Digging Through the Problem of IPv6 and Email - Part 3

By Terry Zink
Terry Zink

IPv6 changes things up because there are 128-bits in an IP address. Here's an example from Wikipedia:

It's beyond the scope of this post to describe the notation of IPv6, but you can see that a /32 is no longer the smallest IP range, it is now /64. The size of a standard subnet is 2^64 IP addresses, the square of the size the number of IPs in IPv4. While the planners of IPv6 don't think that the entire address space will be used, it will very much make network routing and management more efficient.

One idea to make the problem of mail more manageable is to restrict the address space that is allowed to send mail. In an ideal world, we'd restrict where mail mail servers could send mail from. So, if we say that the number of individual mail servers in the world will probably never exceed 32 million (not unreasonable), or 2^25, then what if the 25 least significant bits were reserved for mail servers? Right off the hop, any IP address that tried to connect to you and send mail that was outside the range (in hexadecimal) of 0:0:0:0:0:0:0:0 to 0:0:0:0:0:0:0200:0000 (or, :: to ::0200:0000) could automatically be rejected. This would almost be a PBL in reverse. Whereas PBL lists IPs that should never send mail, this algorithm would say to only accept mail from IPs that are allowed to send it and to reject everything else.

This is actually related to the idea of moving to a whitelist solution — to only accept mail from the servers you want to receive mail from. However, the problem with whitelisting is that you would never be able to hear from a new recipient, only pre-existing ones and that defeats the purpose of email — that you can hear from new people that you haven't previously communicated with. With this idea of mail addressing restriction, you do get to hear from new servers/IPs and ignore those from whom you have never been introduced because new people who you might want to hear from will be sending mail from a permitted set of IP addresses. All of the standard reputation tracking applies and we have now restricted the amount of space that spammers can hide in. If they want to send spam from spamming mail servers that traditionally never send mail, they won't be able to do it because all of the good guys have already set up an agreement that says "If you want to send mail to us, you must do it from this set of IP addresses." Randomizing the IP to send from a mail server that is outside the pre-agreed range will not make it easier for a spammer to hide because they wouldn't have been able to send mail from it anyhow. To make an analogy, if you send mail from an IP on the PBL and then switch IPs to another IP on the PBL, it doesn't matter because in either case, your email would still be rejected.

Now, as it turns out, the least significant 64 bits are actually reserved in IPv6. The first 64-bits of the IPv6 address are the network address (48 bits routing prefix and 16 bit subnet id), and the last 64 bits are the interface identifier. The 64-bit interface identifier is either automatically generated from the interface's MAC address using the modified EUI-64 format, obtained from a DHCPv6 server, automatically established randomly, or assigned manually. So, using those least significant 64 bits is going to be problematic because an IP address is how we identify a device attached to the Internet and if they are already predefined by some algorithm, then we can't use them. In other words, the least 25 bits in an IPv6 address are already spoken for. However, we could allocate some other 32 million or so IP addresses (a /103) somewhere that is used sending mail… couldn't we?

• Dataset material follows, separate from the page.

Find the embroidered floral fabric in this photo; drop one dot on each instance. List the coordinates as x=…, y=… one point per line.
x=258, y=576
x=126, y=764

[Side note: because the MAC address of the machine is used to generate the interface identifier in some cases, this makes it easier to reject mail from these servers. You're no longer blocking an IP address that is subject to change in the case of DHCP, but instead blocking the actual piece of hardware who cannot change its MAC address. It's a more granular level of block that is more reliable… if we can determine that the IP was generated using the MAC address.]

While in theory this could work, it would have to be managed and that could sprawl out of control. The reason is this: which block of IP addresses do we reserve for only sending mail? What if that range had to be shared across millions of customers? For example, suppose we had 1024 IP addresses to allocate and we decided to reserve 500-564 (1/16 of the Internet) for sending mail. How do we share it? Let's suppose that there are 10 major regional Internet registries who hand out the IPs to their customers (ISPs, people with their own home Internet permanent connections, etc). Let's suppose they decided to divide it up manually. RIR 1 gets addresses 0-99, RIR 2 gets 100-199, and so forth up to RIR 10 who gets 900-999 with the final 24 IPs being reserved for special functions. However, RIR 6 has all of the IPs that get to send mail. That's not fair and nobody would agree to that.

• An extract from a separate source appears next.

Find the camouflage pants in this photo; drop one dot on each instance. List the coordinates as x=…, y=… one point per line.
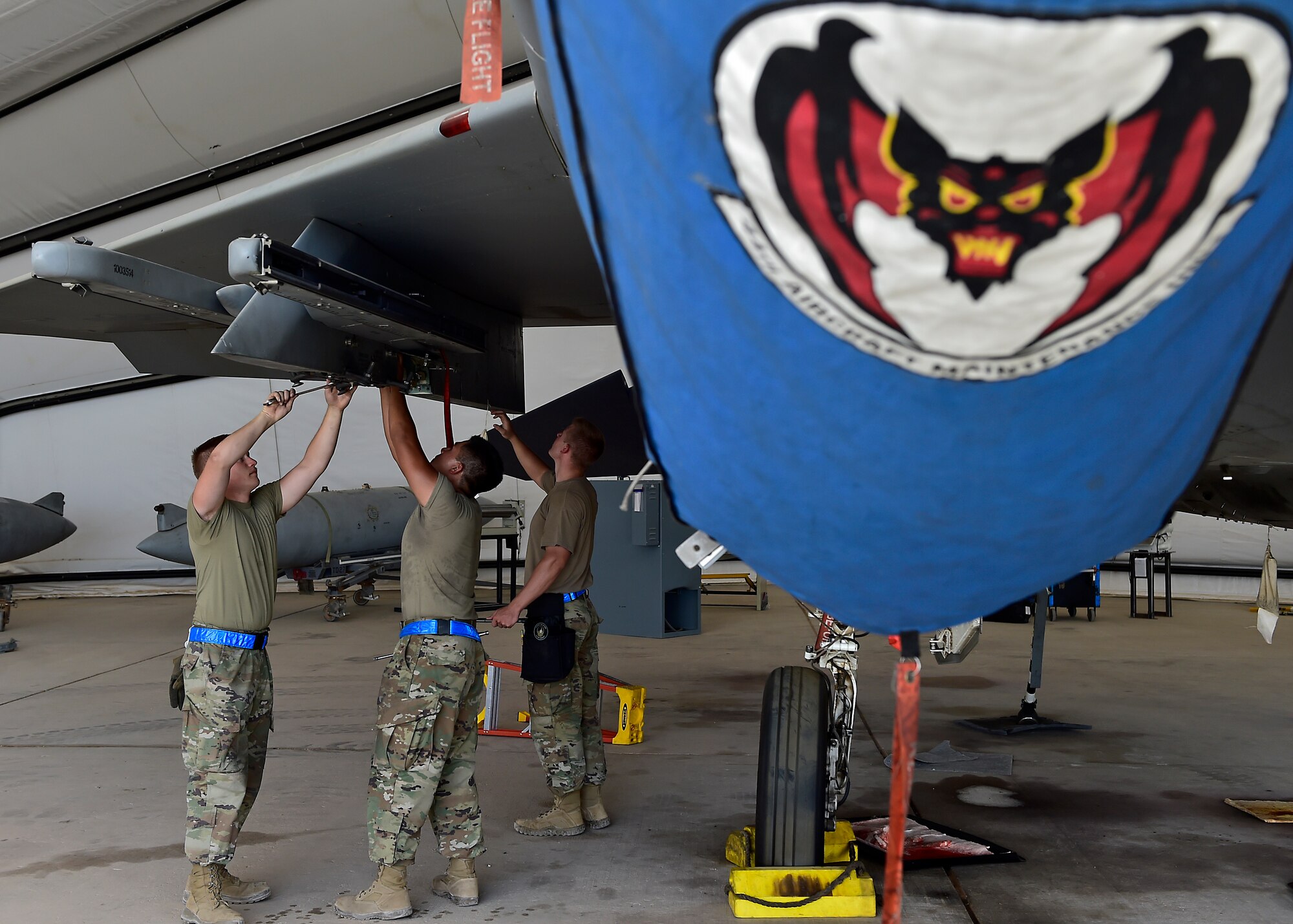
x=566, y=716
x=425, y=757
x=228, y=714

So, we decide to divide things up. RIR 1 gets addresses 0-99 plus 500 — 504 (5 IP addresses used to send mail). RIR 2 gets 100-199 plus 505-509 (also 5 IP addresses). Thus, each of the registrars has to "logically" manage both its allocated range and its special email range. Instead of using CIDR ranges to allocate everything nicely, it has to have a big table of who owns what. This gets very messy when you have to have a lot of different IP ranges, particularly when the universe is as vast as IPv6 is. On the other hand, we're going to have to manage lots and lots of IP addresses anyhow. If IANA publishes the rules and says these are the designated IP ranges that are used to send mail, and here's how you apply for them, then everyone is playing by the same set of rules right from the beginning. Not only that, but it's really not all that different from today. Regional Internet registries (RIRs) already allocate space to local Internet registries (LIRs) who then distribute the blocks down to their customers. When IANA provisions space, it would have to ensure that it provisions it such that it takes the special reserved range for mail into account. Indeed, this is something that it already does today when it provisions IP space as well as geo-allocates it. Smarter people than me could probably figure out the necessary algorithms.

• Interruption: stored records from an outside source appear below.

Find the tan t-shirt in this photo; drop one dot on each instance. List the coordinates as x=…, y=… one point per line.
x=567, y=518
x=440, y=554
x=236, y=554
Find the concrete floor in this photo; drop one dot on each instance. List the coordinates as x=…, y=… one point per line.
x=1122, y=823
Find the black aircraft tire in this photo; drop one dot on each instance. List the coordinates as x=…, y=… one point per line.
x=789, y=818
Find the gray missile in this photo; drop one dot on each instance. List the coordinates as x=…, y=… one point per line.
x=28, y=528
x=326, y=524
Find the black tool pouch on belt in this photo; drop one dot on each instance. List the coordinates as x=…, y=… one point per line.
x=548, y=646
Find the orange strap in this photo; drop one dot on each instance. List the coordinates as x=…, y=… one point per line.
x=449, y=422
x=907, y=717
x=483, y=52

You can see from the above doing an even distribution based upon numerical order is not going to work but reserving IP ranges and then mapping them out and handing them out probably would. Even today, we have reserved IP address space that nobody is supposed to use (224.0.0.0 upwards is reserved for multicast, 10.0.0.0/8 is part of RFC 1918's internal address space, and so forth). The work that needs to be done here is that a committee of people has to sit down, figure out how many IP addresses should be reserved for sending mail — such that we are not likely to run out of space in a couple of decades — and then reserve an appropriate range for it. IANA then has to reserve that space and come up with rules for how to hand that out to the RIR's who then have to come up with rules for how to allocate it to the LIRs, who then have to figure out how to allocate it to their customers. They then have to manage the infrastructure necessary to maintain the mappings of who owns what.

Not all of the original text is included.